India ranks fifth in terms of aluminium production and accounts for 5 percent of the total production worldwide. Despite this, India’s per capita use of aluminium is 1.2 kgs as compared to 10.6 in China, 12.4 in the USA and the global average of 11.2 kgs. These figure shows level of growth potential for Aluminium sector in India.
In the recent past India’s economy has slowed down from 8% CAGR growth during the period 2003-2011 to growth levels of 5% for 2012-2014. The economic growth slowdown has resulted in poor demand for aluminium. Aluminium finds a wide application in almost everything, from power to transportation to construction andwhen the government starts boosting GDP by fast tracking infrastructure projects, the demand for the aluminium will rise.
Major producers of the metal in the country include state -owned National Aluminium Company Ltd (NALCO) and private sector units – Bharat Aluminium Company Limited (BALCO), Hindustan Aluminium Company Ltd (HINDALCO) and Vedanta Aluminium Company Ltd (VAL).
Aluminium Association of India’s estimates the metal demand to grow at 10-12% per annum and this will be driven by growth in sectors like electricity, transport, building and construction and packaging.
Uses of Aluminium
Aluminium plays a key role in any economy growth story due to its wide application in key sectors like Power, Automotive, Construction, Consumer Durables and Packaging.
Source: Aluminium India
The power sector in India currently accounts for a 42% share in aluminium consumption and with the government investing heavily in infrastructure, power generation and transmission sectors are likely to see a rapid increase in usage in the near future.

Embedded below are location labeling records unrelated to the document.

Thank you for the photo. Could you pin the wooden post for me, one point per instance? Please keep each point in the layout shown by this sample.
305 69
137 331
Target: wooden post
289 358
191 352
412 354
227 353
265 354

Building and construction sector brings 17% of demand for aluminium in India. Automotive sector consumes 14% of aluminium. The average use of aluminium in a passenger car is as high as 180 kgs in Europe and 120 kgs in other Asian countries, it less than 80 kgs in India and there is therefore, a huge potential for growth.
The packaging sector currently accounts for 10% of the total aluminium consumption in India. Aluminium is lightweight, highly resistant to corrosion, non – magnetic, non-combustible and non – toxic, rendering it an excellent packaging material.
Price movement since 2008
In November 2008 before the global recession, the primary aluminium prices at LME (London Metal Exchange) had touched all time high of $3,271 a tonne and the prices crashed to five year lows of $1,252 a tonne in February 2009. Since then the price of aluminium has not recovered.
As on the September 2014 the metal is trading at $1,946 a tonne.
Alcoa the global bellwether company for the Aluminium Industry, has estimated in its press release that global aluminium growth will be 7%. The major driver for demand growth will be India and China. China consumes 40% of global aluminium production making the country largest consumer of the metal. Alcoa also mentions that china is expected to witness 11% growth in consumption to 23 million tonnes.